What is a gold kiwi?

Kiwis, which are botanically classified as berries, are said to have their native roots in China, where they were initially called Mihou Tao, or “sunny peach.” In the early twentieth century, a traveler from New Zealand brought seeds home, and the fruit became so popular there it started being grown all over the country. In 1958, it was renamed “kiwi” after New Zealand’s national bird. 

After much natural cultivation and breeding, a less hairy, sweeter, golden-hued variety of the kiwi was born in New Zealand in the ’90s, says Zespri, the company responsible for its creation. The fruit became popular internationally, eventually surpassing New Zealand’s export volume of green kiwis in 2020, the gold kiwi experts at Livaux report. 

What does a gold kiwi taste like?

If you don’t enjoy green kiwis, don’t assume you’ll dislike gold ones, too! Their exteriors are thin, light brown, and slightly fuzzy — not hairy, like a green kiwi. They’re so smooth and soft, in fact, that you could bite right into it like a peach, and the texture wouldn’t be unpleasant. On the inside, they’re bright yellow, and their flesh is soft, juicy, and sweet. They taste distinctly tropical, like a mixture of mango, banana, strawberry, and pineapple, with less acidity than their green counterparts. They also contain fewer seeds, so their texture is smooth. They’re sweet enough to go great with desserts (or even be a dessert on their own). 

Gold Kiwi vs. Green Kiwi Health Benefits

You know gold and green kiwis look and taste different, but how do they compare nutritionally? They’re almost the same, with a few slight differences. Both fruits are an excellent source of Vitamin C — in fact, they’re higher in the nutrient than any other fruit by volume, says Livestrong, and gold kiwis have more Vitamin C than the green variety. Vitamin C is an antioxidant, and it promotes healthy bones, teeth, and skin. 

Livestrong notes that gold kiwis also contain more folate, a B vitamin that promotes red blood cell production and nerve health, than their green counterparts. Both fruits contain equal amounts of potassium, which prevents high blood pressure, and antioxidant and immune-boosting vitamin E. They’re also both sources of lutein, a nutrient that supports eye health. Green kiwis contain more fiber and less sugar than gold, but both fruits are ultimately nutritional powerhouses

Where can I buy gold kiwis?

The worst thing about gold kiwis is that they are generally less available than their green counterparts due to their more limited seasonality. While green kiwis are typically sold year-round, gold kiwis are mostly available from June to August. The good news is, many major grocery store chains carry them, including Costco and Walmart. Visit Zespri’s product locator to find the fruit near you. 

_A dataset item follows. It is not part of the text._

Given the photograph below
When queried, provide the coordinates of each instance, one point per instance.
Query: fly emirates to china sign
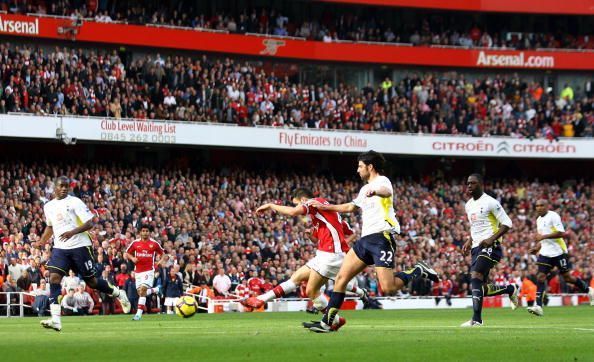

Once you’ve struck gold (literally) and found this fruit in your store, use the following tips to make sure you’re getting the best quality kiwis: 

  1. Do a visual check: Avoid signs of overripeness, like bruising, and choose fruit that looks slightly darker and hairier.
  2. Do a pressure check: If you’re not eating your gold kiwi immediately, buy harder fruit, since they have a short shelf life. There will be a slight give to the flesh when squeezed once it is ready to eat. 
  3. Do a sniff check: Ideal, ready-to-eat gold kiwis have a citrus smell; if their scent is overly sweet, they may be overripe. 

When it’s time to eat your gold kiwi, you can bite right into it, or cut it in half and use a spoon to scoop out the flesh. Alternatively, you can use a nifty part-spoon, part-knife kiwi-eating utensil (Buy from Amazon, $5.72). However you end up eating it, we hope you enjoy — it’s the closest possible thing to tasting sunshine.